Business Continuity in Healthcare: Are You Waffle House Prepared?
Why Resilience and Preparation Must Be Core to Healthcare
When disaster strikes, one restaurant chain has become legendary for staying open: Waffle House. Whether it’s a hurricane, flood or snowstorm, Waffle House rarely shuts its doors thanks to careful planning, staffing and stocking. That relentless commitment to continuity has even inspired FEMA’s so called “Waffle House Index” to gauge disaster recovery.
But what if hospitals had the same mindset?

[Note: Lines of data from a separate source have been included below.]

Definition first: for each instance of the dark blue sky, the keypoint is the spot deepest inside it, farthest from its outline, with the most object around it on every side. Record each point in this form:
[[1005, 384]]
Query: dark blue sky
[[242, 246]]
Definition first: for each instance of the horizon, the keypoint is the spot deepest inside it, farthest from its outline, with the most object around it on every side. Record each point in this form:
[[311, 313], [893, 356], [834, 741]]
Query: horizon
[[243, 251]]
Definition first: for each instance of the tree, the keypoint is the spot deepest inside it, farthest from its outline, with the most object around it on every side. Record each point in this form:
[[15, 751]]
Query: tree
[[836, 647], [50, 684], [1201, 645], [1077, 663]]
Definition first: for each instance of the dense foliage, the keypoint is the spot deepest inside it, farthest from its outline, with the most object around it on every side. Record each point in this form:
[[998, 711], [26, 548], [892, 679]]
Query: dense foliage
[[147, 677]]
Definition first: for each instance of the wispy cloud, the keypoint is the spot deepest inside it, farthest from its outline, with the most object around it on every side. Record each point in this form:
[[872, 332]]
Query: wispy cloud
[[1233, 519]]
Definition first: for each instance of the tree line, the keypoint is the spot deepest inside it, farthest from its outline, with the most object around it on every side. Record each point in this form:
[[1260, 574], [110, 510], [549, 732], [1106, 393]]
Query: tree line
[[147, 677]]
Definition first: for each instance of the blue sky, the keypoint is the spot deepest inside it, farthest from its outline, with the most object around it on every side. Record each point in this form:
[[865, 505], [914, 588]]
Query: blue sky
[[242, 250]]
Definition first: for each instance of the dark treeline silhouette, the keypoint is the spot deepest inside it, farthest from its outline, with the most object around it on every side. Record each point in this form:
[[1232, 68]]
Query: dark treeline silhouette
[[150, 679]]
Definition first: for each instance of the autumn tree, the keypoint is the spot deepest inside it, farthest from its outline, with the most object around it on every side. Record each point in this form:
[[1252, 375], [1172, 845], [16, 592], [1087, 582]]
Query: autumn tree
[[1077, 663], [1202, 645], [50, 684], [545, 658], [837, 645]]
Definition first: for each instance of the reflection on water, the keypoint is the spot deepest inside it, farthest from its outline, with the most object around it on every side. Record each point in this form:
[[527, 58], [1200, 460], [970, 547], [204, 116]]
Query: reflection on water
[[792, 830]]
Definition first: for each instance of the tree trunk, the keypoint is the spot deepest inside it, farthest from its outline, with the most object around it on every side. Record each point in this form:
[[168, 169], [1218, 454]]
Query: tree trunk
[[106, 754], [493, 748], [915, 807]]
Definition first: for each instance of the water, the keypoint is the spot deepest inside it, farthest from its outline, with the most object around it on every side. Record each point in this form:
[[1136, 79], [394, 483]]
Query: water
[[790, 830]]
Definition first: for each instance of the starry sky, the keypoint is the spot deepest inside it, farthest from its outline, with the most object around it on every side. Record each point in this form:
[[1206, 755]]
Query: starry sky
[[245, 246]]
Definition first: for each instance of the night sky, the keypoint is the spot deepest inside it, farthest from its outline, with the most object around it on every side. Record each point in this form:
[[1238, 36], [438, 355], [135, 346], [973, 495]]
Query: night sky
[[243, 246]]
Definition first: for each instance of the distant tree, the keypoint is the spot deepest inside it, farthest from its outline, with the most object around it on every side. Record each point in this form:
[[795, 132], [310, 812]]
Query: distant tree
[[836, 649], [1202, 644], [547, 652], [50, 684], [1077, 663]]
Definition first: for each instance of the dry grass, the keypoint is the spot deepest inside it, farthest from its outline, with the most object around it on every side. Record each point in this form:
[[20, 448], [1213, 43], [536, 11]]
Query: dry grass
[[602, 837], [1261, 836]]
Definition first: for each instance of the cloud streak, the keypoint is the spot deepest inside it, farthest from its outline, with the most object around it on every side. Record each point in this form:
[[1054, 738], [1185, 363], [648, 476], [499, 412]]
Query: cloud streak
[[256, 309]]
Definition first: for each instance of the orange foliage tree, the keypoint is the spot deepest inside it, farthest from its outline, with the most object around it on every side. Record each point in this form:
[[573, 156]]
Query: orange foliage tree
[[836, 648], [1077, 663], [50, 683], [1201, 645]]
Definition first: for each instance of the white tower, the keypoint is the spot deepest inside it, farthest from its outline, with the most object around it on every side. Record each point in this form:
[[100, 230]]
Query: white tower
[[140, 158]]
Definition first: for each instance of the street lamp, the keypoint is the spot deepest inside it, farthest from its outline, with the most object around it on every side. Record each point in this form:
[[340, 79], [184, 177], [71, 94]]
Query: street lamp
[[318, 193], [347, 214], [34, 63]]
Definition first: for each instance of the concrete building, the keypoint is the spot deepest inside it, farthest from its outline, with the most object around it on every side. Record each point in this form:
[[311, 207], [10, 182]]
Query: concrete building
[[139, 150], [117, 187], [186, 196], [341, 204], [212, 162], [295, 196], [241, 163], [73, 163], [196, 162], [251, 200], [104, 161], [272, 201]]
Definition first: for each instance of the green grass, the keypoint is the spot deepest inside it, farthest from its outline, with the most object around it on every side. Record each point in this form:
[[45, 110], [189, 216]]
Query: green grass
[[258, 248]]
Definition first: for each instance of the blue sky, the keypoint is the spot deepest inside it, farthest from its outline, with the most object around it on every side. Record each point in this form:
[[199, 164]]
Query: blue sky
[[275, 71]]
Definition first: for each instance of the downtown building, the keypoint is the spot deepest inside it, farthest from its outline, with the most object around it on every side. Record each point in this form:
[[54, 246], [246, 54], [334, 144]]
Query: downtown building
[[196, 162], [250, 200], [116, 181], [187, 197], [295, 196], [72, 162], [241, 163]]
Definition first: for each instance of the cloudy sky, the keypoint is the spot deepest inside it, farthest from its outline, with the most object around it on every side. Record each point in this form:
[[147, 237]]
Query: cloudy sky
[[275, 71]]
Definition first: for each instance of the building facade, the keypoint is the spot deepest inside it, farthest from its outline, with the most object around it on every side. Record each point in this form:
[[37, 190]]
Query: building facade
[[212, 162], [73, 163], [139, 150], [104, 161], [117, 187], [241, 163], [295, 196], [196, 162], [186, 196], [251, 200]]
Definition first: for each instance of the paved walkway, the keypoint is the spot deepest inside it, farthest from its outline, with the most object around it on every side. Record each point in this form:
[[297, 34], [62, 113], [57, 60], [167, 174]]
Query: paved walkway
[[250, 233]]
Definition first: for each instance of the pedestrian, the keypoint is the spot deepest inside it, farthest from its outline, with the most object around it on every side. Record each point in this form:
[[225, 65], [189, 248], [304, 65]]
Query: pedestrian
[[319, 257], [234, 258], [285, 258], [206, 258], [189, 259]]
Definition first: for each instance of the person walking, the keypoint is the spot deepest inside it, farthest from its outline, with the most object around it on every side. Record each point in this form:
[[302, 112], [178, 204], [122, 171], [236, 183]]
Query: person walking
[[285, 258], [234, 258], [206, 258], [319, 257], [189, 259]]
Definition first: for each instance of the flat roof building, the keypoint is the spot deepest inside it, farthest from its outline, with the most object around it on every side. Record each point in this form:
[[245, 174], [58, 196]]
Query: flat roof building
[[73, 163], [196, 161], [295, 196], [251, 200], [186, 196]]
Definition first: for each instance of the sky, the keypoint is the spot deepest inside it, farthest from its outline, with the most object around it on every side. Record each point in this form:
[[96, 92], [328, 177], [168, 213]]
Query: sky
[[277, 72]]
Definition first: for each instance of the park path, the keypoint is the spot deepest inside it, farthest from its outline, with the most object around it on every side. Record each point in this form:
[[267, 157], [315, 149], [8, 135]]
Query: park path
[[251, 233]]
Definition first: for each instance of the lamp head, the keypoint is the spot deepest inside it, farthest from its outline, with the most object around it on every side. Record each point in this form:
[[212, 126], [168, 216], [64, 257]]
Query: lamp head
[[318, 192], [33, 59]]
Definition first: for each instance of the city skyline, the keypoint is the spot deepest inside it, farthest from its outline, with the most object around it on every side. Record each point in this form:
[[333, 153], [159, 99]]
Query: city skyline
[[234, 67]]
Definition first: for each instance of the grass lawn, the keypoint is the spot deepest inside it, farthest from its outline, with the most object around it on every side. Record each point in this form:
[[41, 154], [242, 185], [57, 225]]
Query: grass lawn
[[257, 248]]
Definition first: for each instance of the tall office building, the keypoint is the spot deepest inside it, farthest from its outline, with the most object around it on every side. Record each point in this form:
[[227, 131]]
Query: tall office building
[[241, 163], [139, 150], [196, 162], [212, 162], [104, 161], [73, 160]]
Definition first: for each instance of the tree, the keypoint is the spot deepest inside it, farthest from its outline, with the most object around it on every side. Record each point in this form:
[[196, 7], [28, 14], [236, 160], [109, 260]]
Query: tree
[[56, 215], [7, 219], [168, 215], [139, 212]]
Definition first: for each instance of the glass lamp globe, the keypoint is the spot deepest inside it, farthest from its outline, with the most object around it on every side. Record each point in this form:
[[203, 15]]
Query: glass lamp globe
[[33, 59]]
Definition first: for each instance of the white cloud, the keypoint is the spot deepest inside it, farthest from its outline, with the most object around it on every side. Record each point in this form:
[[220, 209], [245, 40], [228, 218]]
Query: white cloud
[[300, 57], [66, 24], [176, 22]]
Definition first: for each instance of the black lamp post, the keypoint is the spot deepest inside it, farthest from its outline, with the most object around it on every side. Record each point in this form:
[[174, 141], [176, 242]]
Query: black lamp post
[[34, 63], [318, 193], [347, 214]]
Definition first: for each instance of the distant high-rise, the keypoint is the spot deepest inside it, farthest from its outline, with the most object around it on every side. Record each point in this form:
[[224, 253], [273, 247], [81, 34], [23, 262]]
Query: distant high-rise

Why Business Continuity Matters in Healthcare
Hospitals and health systems are vulnerable to a wide range of disruptions
- Cyberattacks and ransomware
- Electronic health record (EHR) outages
- Natural disasters
- Infrastructure and utility failures
The consequences go far beyond inconvenience. Interruptions can delay labs, imaging, billing and communication, and ultimately jeopardize patient safety, organizations reputation and staff confidence.
The takeaway is clear: healthcare must be able to operate safely even when systems fail.
Resiliency vs. Recovery: Knowing the Difference
- Resiliency: Driven by operations, it ensures safe care continues during disruptions. This means prioritizing workflows, staffing and supplies so patiences still receive treatment when systems go down.
- Recovery: Led by IT, it focuses on restoring systems, infrastructure and access after the disruption.
Neither is sufficient on its own though. True business continuity requires both working in sync.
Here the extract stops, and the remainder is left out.